Norbert Baumgart (68) ist einer, der das nicht so emotional sieht. Seit 44 Jahren hat er seinen Betrieb in Hörde. Immer an der gleichen Stelle: erst Hermannstraße 181, benannt nach dem Gründer des Stahlwerks, inzwischen Phoenixseeallee. Dadurch habe sich für ihn genauso wenig verändert wie durch die Namensänderung des Werks: Ob Hoesch oder ab 1997 Thyssenkrupp: „Wir haben immer für die lackiert.“ Bis zum Schluss. Dann begann die für ihn schwierigste Zeit: Leerstand und zunehmende Verwahrlosung vis-à-vis. „Gut, dass das kein Dauerzustand blieb.“

Wenn er heute über die umbenannte Straße hinweg schaut, kann er zwischen den nagelneuen Häuserfluchten unten den See erahnen. Aber für solche Betrachtungen fehlt ihm meistens die Zeit. „Ich könnte schon in den Ruhestand wechseln, aber mir macht die Arbeit Spaß.“ Seinem Sohn Stefan, der mit ihm das Unternehmen führt, ebenso. Auf die Idee, dichtzumachen und das alte Gewerbegrundstück zu verkaufen, das nicht einmal 250 Meter Luftlinie von der Wasserkante entfernt liegt, würde er deshalb nie kommen. „Ich habe doch meine ganzen langjährigen Kunden hier.“ Und seine Zweigniederlassung auf der anderen Seite des Sees: eine Bootswerft, die einzige in Dortmund. Diesen Betriebszweig hatte Baumgart, der begeisterter Wasserski-Fahrer ist, schon immer. „Aber schön, dass sie uns damals den passenden See dazu gebaut haben“, sagt er und lacht.
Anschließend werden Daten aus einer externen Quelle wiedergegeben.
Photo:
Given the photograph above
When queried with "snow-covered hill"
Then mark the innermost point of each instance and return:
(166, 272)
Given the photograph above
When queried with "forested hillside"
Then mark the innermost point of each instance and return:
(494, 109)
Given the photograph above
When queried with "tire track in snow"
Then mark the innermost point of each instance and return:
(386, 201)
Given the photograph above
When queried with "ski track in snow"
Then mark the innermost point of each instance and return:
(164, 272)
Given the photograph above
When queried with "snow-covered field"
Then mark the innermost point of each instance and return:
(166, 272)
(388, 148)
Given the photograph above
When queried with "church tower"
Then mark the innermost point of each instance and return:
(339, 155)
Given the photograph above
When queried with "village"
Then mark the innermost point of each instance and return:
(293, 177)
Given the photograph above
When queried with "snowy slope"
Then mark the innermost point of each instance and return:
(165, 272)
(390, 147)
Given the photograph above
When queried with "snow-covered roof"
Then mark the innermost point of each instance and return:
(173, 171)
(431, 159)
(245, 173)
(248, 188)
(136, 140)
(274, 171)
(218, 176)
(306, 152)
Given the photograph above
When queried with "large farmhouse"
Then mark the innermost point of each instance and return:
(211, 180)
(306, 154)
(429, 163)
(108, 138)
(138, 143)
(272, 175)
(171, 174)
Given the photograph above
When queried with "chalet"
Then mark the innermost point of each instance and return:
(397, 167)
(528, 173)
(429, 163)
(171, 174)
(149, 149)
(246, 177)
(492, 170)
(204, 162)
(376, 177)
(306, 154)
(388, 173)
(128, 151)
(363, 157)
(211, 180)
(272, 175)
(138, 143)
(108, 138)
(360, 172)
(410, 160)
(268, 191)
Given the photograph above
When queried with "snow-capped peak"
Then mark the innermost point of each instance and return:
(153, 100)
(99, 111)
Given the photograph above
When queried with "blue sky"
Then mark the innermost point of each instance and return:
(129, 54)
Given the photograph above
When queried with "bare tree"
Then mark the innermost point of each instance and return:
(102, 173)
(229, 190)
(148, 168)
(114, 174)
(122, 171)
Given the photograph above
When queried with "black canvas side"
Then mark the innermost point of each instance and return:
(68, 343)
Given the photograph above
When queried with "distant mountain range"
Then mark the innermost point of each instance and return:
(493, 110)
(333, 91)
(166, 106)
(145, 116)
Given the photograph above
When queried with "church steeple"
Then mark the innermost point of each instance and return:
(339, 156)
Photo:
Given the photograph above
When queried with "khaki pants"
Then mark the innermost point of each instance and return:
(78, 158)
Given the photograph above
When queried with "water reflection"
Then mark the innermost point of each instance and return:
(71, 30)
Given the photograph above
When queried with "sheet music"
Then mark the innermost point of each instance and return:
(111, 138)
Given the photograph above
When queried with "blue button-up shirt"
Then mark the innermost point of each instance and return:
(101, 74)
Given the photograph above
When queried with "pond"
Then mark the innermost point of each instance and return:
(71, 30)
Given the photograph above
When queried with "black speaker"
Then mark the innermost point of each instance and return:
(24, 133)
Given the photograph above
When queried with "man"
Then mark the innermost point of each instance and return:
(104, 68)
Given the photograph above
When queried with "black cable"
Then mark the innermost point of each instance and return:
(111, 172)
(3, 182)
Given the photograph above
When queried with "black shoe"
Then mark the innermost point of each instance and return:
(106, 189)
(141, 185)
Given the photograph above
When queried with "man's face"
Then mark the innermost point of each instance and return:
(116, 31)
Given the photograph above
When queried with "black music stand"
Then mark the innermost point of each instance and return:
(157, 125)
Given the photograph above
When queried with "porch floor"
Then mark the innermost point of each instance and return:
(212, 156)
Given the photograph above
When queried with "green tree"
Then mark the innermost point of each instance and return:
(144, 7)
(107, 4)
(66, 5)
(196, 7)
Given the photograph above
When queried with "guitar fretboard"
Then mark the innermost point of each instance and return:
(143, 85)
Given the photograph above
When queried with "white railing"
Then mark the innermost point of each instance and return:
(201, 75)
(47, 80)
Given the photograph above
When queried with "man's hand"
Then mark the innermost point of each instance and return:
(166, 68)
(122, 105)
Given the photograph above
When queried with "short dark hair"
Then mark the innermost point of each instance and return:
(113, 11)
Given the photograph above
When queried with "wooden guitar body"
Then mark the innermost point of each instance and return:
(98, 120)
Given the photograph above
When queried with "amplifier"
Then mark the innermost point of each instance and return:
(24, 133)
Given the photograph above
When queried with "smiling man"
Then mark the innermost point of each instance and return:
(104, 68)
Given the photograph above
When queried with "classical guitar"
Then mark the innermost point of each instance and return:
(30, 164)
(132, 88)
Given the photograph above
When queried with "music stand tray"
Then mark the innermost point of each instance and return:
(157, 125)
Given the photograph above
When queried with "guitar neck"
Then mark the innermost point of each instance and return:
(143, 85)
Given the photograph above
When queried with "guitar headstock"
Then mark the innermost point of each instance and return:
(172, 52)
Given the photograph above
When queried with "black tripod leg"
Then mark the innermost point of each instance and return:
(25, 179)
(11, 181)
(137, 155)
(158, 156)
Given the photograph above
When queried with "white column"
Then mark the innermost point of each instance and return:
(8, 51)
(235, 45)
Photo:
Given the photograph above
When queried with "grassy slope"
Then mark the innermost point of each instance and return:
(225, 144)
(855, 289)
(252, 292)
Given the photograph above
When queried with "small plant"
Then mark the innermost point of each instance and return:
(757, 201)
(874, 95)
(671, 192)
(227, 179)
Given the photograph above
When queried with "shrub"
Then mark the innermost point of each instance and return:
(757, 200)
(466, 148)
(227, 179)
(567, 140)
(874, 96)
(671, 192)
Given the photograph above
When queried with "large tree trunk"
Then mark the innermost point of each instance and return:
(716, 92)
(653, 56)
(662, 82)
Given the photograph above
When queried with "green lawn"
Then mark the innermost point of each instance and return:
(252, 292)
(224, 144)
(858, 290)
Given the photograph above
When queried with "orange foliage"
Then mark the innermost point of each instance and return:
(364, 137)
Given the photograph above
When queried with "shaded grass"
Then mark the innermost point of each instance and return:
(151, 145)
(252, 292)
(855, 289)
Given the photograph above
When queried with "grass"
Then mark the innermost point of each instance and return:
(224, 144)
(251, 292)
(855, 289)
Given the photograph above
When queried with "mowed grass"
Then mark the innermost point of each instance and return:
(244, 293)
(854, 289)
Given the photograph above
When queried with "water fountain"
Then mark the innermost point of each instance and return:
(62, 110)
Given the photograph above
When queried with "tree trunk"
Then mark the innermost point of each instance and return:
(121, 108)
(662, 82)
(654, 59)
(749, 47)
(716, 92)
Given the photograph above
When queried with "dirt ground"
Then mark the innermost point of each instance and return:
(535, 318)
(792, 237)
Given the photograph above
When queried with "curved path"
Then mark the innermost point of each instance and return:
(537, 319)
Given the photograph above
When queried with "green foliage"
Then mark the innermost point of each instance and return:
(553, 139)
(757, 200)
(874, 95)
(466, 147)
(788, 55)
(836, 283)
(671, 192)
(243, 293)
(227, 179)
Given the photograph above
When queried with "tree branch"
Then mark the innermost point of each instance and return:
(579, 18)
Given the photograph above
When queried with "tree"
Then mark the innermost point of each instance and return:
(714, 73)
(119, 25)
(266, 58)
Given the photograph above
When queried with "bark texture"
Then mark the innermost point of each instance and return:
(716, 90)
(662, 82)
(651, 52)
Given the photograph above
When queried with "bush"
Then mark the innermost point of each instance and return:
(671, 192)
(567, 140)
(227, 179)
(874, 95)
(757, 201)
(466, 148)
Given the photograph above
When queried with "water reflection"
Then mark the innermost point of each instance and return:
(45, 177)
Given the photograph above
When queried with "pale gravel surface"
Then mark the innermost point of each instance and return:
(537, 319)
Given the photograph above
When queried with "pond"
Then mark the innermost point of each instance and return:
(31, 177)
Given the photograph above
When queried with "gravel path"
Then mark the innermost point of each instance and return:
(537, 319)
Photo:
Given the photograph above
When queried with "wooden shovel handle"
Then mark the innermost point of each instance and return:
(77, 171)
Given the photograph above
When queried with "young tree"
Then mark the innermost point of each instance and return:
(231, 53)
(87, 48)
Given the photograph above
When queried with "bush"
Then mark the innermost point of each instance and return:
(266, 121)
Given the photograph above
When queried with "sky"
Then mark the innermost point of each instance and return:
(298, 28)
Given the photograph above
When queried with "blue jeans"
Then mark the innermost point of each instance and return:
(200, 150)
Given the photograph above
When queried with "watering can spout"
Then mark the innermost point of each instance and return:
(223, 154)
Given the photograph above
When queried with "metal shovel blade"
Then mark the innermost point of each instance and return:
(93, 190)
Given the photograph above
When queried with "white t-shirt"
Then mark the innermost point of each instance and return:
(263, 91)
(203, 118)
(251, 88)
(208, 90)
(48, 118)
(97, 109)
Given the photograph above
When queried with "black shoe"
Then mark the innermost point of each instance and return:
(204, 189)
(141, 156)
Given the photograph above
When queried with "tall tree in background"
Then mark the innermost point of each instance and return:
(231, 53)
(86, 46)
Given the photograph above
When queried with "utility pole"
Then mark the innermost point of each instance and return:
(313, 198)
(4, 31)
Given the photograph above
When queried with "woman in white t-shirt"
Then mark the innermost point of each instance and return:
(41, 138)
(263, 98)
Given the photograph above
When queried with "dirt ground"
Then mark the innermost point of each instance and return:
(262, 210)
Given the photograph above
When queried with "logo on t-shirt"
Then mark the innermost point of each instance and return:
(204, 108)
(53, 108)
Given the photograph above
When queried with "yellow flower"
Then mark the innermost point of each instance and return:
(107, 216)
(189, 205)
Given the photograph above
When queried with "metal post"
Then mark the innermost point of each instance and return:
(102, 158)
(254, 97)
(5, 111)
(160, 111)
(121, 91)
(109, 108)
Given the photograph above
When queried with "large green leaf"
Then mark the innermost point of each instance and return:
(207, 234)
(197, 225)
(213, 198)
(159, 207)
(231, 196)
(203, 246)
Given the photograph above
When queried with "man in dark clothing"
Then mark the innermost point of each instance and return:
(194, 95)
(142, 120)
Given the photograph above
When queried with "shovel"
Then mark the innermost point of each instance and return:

Noch ein letzter Schluck Kaffee. Dann ist Heike Regeners Pause, der Kurzurlaub vom Alltag, vorbei. Gleich wird sie 1,5 Kilometer weiter die nächste Besuchergruppe um die erhaltene Hochofenanlage herum führen und erzählen, wie einst die Eliasbahn das glühende Eisen von Phoenix-West quer durch die Stadt nach Phoenix-Ost fuhr und Stahlarbeiter es dann weiterverarbeiteten. Vielen wird die Fantasie fehlen, sich das vorzustellen. Genauso wie ihr 2000, als sie von der Sache mit dem See hörte. „Wie gut, dass andere damals mehr Fantasie hatten als ich“, sagt sie, als sie aufsteht. „Und dass sie auch den Mut hatten, sie Wirklichkeit werden zu lassen“.
Hinweis der Redaktion: Dieser Artikel erschien ursprünglich am 22. August 2024.